Menjelang Muktamar X PPP, Kader Menolak Calon Ketua Umum dari Luar Partai
Menjelang Muktamar X PPP, Kader Menolak Calon Ketua Umum dari Luar Partai
JAKARTA – Partai Persatuan Pembangunan (PPP) akan menyelenggarakan Muktamar ke X pada pertengahan tahun 2025. Acara ini disambut dengan antusiasme tinggi oleh para kader di berbagai daerah.
Wakil Ketua DPC PPP Jakarta Selatan, Rahmat Somad, menyatakan bahwa Muktamar X merupakan momen kebangkitan PPP dalam menghadapi Pemilu mendatang.
“Pemilu 2024 harus menjadi bahan evaluasi karena PPP tidak berhasil lolos ke Senayan. Namun di daerah, kursi PPP tetap stabil dan bahkan ada peningkatan, termasuk dalam pilkada kemarin banyak kader PPP yang terpilih menjadi kepala daerah,” kata Rahmat.
Rahmat berharap agar Muktamar ini berjalan dengan lancar dan tidak menjadi sumber konflik baru. Sebab, para kader terutama di daerah sudah lelah dengan adanya konflik internal di PPP. “Sekarang saatnya bagi kader, pengurus, dan semua elemen partai untuk bersatu dan bekerja sama membesarkan kembali PPP,” tambah Rahmat.
Mengenai calon Ketua Umum PPP, Rahmat menilai wajar jika ada usulan nama-nama calon Ketua Umum PPP yang baru, tetapi ia mengkritisi secara halus manuver yang dilakukan oleh elite-elite PPP, terutama dengan munculnya nama-nama tokoh yang bukan dari kader PPP.
“Sebelumnya ada nama Dudung, lalu Gus Ipul, kemudian Amran Sulaiman, dan terakhir Agus Suparmanto, mantan Menteri Perdagangan era Jokowi.

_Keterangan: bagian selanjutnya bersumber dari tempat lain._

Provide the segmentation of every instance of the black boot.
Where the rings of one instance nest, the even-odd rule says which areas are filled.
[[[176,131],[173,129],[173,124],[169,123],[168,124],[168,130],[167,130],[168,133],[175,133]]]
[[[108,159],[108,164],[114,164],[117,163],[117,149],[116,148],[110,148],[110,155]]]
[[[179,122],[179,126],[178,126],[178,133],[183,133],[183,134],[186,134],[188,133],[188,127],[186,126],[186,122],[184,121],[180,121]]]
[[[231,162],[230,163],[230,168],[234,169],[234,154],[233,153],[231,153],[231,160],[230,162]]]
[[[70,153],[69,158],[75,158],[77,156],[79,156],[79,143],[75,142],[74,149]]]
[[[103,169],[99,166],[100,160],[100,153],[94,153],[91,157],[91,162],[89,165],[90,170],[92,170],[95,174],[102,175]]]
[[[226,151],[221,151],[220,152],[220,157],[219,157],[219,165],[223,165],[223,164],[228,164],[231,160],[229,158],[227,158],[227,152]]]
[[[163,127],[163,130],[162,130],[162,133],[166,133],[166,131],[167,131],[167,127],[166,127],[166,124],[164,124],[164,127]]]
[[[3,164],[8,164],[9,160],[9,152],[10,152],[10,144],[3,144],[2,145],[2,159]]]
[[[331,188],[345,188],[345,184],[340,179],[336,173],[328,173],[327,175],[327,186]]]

Kenapa para elite membawa PPP ke mana-mana. Siapa saja dirayu untuk mengambil alih PPP. Seolah-olah PPP murah sekali. Sudah seperti calo saja, PPP dijual. Bukannya memikirkan bagaimana PPP bangkit di Pemilu 2029, elite malah sibuk membuka lapak,” ungkap Rahmat.
Rahmat yakin bahwa PPP tidak kekurangan kader berkualitas yang dapat diusung pada pesta demokrasi mendatang.
“Ada Waketum Amir Uskara, ada Achmad Baidowi, caleg DPR dengan suara terbanyak di PPP, ada eks Ketua Bapilu Sandiaga Uno, ada Syaiful Dasuki Wakil Menteri Agama era Jokowi, dan masih ada Pak Mardiono, Ketua Umum saat ini yang masih layak diberi kesempatan untuk membawa PPP bangkit kembali,” ujar Rahmat.
Rahmat berharap para kader PPP di seluruh Indonesia tidak terpengaruh oleh manuver para elite.
“Saya berharap agar kader PPP tidak terprovokasi oleh permainan oknum elite DPP dengan berbagai agenda pribadinya. Biarkan para kader memilih pemimpin yang benar-benar berasal dari kader murni PPP, bukan orang luar yang hanya ingin menunggangi PPP,” tegasnya.